DeepSpeed/install.sh

176 строки
4.0 KiB
Bash
Executable File

#!/bin/bash
set -e
err_report() {
echo "Error on line $1"
echo "Fail to install deepspeed"
}
trap 'err_report $LINENO' ERR
usage() {
echo """
Usage: install.sh [options...]
By default will install deepspeed and all third party dependecies accross all machines listed in
hostfile (hostfile: /job/hostfile).
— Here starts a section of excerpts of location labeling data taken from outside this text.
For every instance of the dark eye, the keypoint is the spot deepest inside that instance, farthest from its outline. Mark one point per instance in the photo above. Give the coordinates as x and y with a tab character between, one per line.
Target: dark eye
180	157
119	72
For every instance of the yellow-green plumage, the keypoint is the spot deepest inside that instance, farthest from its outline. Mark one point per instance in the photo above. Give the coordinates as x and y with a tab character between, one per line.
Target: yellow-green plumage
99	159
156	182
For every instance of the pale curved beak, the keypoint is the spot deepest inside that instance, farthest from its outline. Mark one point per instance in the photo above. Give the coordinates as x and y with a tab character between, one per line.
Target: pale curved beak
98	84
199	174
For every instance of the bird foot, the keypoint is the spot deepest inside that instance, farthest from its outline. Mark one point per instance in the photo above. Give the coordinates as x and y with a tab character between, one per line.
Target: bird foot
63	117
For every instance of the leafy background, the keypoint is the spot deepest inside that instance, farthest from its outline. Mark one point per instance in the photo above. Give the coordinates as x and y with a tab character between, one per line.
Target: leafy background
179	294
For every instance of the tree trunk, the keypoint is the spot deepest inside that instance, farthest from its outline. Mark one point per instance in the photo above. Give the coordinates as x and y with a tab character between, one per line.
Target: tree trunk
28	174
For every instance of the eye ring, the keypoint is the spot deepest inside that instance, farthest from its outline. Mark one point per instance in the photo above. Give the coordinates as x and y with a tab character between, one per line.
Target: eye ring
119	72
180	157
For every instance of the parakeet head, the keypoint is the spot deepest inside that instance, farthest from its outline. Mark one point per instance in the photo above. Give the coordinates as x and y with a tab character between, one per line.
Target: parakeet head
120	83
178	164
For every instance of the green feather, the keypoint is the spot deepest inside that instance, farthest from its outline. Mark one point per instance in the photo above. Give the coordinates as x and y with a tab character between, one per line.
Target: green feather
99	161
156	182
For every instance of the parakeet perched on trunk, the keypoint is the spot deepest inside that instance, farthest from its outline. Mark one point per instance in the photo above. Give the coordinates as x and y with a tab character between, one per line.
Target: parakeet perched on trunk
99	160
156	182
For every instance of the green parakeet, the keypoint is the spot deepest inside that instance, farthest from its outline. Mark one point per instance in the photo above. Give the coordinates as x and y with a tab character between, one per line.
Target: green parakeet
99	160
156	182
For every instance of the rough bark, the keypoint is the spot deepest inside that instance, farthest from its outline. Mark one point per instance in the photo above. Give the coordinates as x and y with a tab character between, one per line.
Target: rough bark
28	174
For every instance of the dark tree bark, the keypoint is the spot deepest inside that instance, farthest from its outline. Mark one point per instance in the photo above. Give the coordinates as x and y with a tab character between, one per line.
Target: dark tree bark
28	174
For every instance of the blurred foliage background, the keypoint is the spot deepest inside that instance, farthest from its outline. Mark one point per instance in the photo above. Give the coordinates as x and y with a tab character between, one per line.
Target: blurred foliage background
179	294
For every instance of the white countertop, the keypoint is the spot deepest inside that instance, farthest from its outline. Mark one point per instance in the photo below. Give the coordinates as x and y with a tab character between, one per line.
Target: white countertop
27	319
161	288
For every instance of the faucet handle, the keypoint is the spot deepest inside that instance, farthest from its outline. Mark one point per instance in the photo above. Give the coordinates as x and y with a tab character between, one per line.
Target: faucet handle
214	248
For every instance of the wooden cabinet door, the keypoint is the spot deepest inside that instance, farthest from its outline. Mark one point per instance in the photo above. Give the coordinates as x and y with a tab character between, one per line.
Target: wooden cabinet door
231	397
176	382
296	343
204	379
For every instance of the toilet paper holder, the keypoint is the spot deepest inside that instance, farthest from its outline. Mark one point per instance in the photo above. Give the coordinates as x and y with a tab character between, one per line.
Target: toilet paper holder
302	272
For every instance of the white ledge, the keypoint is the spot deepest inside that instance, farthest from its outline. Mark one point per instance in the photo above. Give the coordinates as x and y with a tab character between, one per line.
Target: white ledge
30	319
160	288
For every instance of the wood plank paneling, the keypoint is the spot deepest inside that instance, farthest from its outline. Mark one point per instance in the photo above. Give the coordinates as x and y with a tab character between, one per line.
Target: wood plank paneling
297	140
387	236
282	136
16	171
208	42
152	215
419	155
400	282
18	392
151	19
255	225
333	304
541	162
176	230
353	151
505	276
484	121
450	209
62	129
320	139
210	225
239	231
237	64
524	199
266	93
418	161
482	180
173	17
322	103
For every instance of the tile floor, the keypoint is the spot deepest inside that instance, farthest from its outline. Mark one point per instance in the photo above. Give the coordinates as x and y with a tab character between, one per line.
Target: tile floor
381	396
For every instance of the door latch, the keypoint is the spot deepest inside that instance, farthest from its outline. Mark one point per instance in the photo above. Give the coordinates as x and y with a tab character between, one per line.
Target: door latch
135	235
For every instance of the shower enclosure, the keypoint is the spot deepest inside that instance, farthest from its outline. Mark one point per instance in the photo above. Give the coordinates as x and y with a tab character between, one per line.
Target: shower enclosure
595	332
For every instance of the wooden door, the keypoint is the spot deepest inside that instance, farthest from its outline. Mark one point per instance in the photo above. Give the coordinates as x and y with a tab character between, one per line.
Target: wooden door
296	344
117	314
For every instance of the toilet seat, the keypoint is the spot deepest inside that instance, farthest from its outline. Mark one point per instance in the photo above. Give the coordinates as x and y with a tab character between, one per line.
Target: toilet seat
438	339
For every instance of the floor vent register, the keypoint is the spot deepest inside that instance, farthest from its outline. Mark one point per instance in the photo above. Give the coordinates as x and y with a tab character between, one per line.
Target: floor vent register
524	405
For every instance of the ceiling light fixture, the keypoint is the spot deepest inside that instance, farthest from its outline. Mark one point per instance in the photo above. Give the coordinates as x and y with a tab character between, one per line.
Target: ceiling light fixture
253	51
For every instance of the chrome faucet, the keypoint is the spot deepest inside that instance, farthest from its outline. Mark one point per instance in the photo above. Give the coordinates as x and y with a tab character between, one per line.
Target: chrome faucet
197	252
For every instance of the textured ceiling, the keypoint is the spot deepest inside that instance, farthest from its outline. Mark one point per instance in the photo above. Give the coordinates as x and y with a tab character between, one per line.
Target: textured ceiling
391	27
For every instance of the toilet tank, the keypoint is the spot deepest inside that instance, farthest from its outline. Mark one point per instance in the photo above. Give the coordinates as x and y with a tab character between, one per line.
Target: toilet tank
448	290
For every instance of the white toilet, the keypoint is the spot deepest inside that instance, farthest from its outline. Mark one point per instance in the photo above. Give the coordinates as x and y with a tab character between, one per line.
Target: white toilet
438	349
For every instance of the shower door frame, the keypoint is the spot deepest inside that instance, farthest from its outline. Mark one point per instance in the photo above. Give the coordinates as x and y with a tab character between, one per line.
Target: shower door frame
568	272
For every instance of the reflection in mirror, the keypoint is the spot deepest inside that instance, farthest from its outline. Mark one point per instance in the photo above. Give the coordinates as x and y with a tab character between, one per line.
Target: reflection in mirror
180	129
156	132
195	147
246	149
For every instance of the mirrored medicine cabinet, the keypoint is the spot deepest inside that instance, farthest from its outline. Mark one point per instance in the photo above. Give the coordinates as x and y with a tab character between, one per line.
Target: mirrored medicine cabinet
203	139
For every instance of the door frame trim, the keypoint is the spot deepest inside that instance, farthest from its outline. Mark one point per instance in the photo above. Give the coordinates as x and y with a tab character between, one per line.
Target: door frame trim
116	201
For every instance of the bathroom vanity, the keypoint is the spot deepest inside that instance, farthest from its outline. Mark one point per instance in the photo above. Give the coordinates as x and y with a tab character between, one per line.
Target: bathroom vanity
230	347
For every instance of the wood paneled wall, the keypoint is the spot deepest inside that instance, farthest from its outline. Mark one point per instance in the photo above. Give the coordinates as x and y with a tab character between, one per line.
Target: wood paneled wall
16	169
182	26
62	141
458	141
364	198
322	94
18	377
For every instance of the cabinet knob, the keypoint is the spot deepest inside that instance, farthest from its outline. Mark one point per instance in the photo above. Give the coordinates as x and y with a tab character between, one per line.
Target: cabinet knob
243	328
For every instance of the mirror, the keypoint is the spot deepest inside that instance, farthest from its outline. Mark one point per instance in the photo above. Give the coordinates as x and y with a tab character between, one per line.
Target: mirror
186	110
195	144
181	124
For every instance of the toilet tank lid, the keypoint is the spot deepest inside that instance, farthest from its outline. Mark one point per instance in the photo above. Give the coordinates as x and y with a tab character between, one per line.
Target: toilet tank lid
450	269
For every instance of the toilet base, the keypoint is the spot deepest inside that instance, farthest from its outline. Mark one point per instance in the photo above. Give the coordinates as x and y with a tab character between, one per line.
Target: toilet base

If no hostfile exists, will only install locally
[optional]
-l, --local_only Install only on local machine
-s, --pip_sudo Run pip install with sudo (default: no sudo)
-r, --allow_sudo Allow script to be run by root (probably don't want this, instead use --pip_sudo)
-n, --no_clean Do not clean prior build state, by default prior build files are removed before building wheels
-m, --pip_mirror Use the specified pip mirror (default: the default pip mirror)
-H, --hostfile Path to MPI-style hostfile (default: /job/hostfile)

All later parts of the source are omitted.